Drug Safe Utah filed a lawsuit earlier in the year in an attempt to keep the proposition off the ballot, arguing that possessing marijuana is a crime because it's still illegal under federal law. The group dropped the lawsuit in early July, but KUER 90.1 FM reports the nonprofit could still sue in the fall should voters pass the initiative.

Also among the opposition are The Church of Jesus Christ of Latter-day Saints and the Utah Medical Association.

"... This initiative is not about medicine. Supporters have used images and stories of suffering patients to disguise their true aim: opening another market for their products and paving the way for recreational use of marijuana in Utah," a statement on the UMA website says.

Alex Iorg, campaign manager with the Utah Patients Coalition, the group leading the ballot initiative, calls Prop 2 "one of the most conservative medical bills that has ever been proposed in the nation.

"Utah doesn't want recreational marijuana. The Utah Patients Coalition ... we don't want recreational marijuana," Iorg says. "This was tailored for a conservative state, with Utah in mind."

Iorg says it's immoral to criminalize suffering patients who turn to medical cannabis. Conversations about treating debilitating illnesses, he adds, should be between doctors and their patients.

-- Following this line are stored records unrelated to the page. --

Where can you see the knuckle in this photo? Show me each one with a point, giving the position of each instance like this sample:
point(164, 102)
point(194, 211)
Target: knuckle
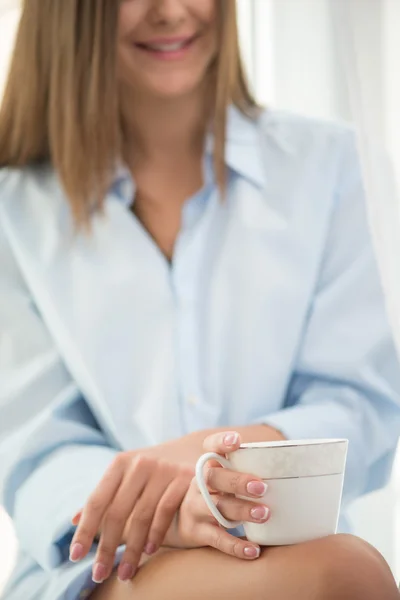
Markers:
point(113, 518)
point(119, 460)
point(209, 477)
point(219, 541)
point(237, 482)
point(236, 548)
point(132, 553)
point(142, 518)
point(84, 534)
point(187, 471)
point(158, 533)
point(95, 504)
point(141, 461)
point(106, 550)
point(169, 507)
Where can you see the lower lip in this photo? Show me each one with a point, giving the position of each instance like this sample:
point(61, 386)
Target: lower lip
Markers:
point(169, 56)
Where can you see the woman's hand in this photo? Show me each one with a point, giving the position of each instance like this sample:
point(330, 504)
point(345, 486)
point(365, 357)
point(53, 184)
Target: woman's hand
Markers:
point(196, 527)
point(138, 493)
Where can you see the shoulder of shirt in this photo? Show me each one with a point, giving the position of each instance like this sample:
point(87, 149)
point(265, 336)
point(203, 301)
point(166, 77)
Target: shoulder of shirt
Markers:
point(16, 183)
point(296, 133)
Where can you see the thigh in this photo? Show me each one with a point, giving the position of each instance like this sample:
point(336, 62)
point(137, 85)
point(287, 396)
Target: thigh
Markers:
point(339, 568)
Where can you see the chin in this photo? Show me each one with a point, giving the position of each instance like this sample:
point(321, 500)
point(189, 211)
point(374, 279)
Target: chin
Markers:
point(174, 89)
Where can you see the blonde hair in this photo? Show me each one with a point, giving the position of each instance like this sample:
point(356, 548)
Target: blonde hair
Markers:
point(61, 98)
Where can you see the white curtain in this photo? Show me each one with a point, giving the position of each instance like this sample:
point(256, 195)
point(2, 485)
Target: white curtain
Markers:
point(339, 59)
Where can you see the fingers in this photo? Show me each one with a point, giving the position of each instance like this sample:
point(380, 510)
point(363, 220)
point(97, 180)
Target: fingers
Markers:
point(222, 443)
point(165, 514)
point(126, 500)
point(141, 520)
point(218, 538)
point(241, 510)
point(233, 509)
point(93, 513)
point(231, 482)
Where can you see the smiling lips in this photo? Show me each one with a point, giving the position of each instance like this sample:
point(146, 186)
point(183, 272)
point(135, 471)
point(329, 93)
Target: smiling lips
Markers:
point(165, 49)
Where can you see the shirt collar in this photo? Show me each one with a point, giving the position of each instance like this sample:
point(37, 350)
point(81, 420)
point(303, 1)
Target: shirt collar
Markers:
point(243, 155)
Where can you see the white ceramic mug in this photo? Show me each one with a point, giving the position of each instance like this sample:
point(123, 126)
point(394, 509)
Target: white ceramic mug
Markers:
point(305, 482)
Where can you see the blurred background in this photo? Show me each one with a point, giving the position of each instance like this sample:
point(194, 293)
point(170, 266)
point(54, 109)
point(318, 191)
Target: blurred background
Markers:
point(335, 59)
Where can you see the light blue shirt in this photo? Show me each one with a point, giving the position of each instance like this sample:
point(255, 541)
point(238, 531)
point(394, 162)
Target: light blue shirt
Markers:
point(271, 312)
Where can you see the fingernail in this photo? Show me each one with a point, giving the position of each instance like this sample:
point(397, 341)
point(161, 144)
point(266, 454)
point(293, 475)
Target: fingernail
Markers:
point(76, 552)
point(259, 513)
point(231, 439)
point(257, 488)
point(252, 552)
point(99, 573)
point(126, 572)
point(150, 549)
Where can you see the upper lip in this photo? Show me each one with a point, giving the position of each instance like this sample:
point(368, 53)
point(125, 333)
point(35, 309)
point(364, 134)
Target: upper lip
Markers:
point(166, 41)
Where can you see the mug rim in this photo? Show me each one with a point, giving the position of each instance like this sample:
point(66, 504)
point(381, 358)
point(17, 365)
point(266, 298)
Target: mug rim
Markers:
point(291, 443)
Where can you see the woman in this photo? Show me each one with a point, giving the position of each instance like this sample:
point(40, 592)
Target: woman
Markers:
point(176, 266)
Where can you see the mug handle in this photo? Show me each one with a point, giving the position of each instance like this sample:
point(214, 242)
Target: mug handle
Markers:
point(224, 462)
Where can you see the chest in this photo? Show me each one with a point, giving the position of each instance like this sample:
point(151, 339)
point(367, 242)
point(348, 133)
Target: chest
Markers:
point(160, 196)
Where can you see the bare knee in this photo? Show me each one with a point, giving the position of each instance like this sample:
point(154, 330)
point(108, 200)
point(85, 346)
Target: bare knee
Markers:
point(351, 569)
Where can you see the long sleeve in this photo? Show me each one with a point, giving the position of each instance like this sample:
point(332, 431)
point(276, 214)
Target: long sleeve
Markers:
point(52, 453)
point(346, 379)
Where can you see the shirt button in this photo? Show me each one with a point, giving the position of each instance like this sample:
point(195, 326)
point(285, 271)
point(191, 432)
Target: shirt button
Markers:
point(193, 400)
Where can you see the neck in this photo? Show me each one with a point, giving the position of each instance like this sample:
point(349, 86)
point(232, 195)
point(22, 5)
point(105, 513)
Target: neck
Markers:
point(156, 128)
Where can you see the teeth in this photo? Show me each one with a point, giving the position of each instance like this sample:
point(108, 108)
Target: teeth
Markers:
point(167, 47)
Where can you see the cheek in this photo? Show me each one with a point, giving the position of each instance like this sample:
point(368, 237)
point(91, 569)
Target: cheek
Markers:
point(206, 10)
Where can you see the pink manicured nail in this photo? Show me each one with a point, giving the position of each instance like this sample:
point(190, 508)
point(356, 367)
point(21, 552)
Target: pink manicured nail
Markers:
point(260, 513)
point(150, 548)
point(76, 552)
point(252, 552)
point(231, 439)
point(99, 573)
point(257, 488)
point(126, 572)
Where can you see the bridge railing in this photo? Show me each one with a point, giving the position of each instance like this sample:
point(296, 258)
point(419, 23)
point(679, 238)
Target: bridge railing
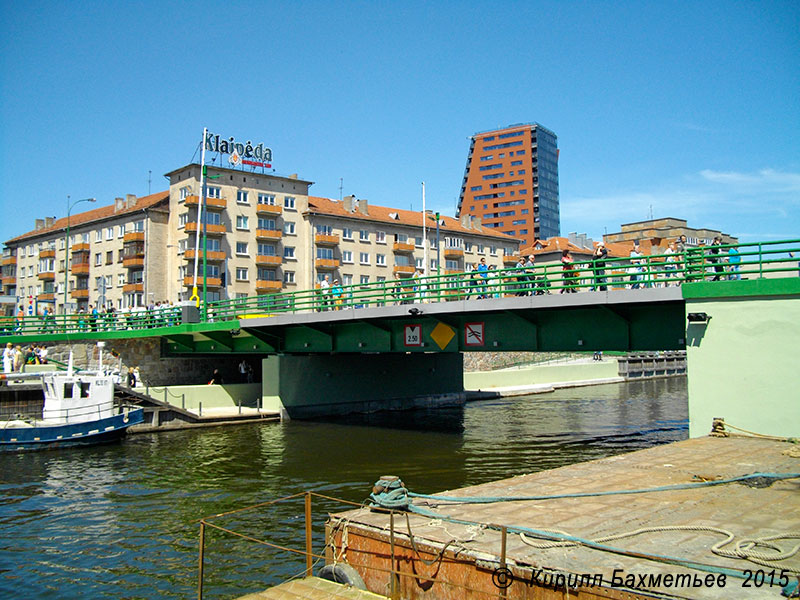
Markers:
point(706, 263)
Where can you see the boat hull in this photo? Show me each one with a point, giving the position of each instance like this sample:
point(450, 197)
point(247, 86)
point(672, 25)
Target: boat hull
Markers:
point(101, 431)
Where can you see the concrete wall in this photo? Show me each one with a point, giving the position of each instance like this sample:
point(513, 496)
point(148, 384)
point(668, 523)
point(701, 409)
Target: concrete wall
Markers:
point(315, 385)
point(541, 375)
point(744, 365)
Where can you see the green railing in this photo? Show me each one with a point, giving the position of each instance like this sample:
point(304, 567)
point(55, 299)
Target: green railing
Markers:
point(709, 263)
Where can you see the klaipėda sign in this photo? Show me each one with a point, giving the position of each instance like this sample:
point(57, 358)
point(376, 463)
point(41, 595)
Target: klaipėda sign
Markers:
point(239, 153)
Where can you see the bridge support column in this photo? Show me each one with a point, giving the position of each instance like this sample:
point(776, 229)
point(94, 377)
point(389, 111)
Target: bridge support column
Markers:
point(333, 384)
point(743, 362)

Although against the initiative, Herbert's public stance on medical cannabis has changed over the years. At a January 2016 news conference, he said he's "not interested in having Dr. Feelgood out there say, 'Yeah, yeah, ¿

qué pasa? You know, here's your doobie for the day and you'll feel better.'" Shifting gears, in April 2018 he said, "If marijuana can be used for medicine and alleviate pain and suffering, we've got to all be behind it," provided it's treated as a medicine, though he said he was uncomfortable because marijuana still is illegal under federal law. The following month, Herbert said ballot initiatives are a bad way to write laws, but he's open to having a conversation about medical cannabis. "Let's have the debate," he declared.

Doc says he helped gather signatures to get the initiative on the ballot, underscoring how important the medical cannabis program could be for people like him—those who are chronically sick or in pain. He's hoping it passes—a recent poll indicates two of every three voters in the state share his mindset—but he knows it's not a sure thing. "There's too many church folk in the government here who don't want to see it pass," he says.

"Because these people grew up on marijuana madness, they're scared their kids are gonna grow up and participate," the father of five continues. Although he gets around with a cane, Doc says cannabis helps him stand and allows him to be more present in the time he spends with his family.

"I don't smoke around my kids or anything like that," he says. "My kids know that cannabis is medicine."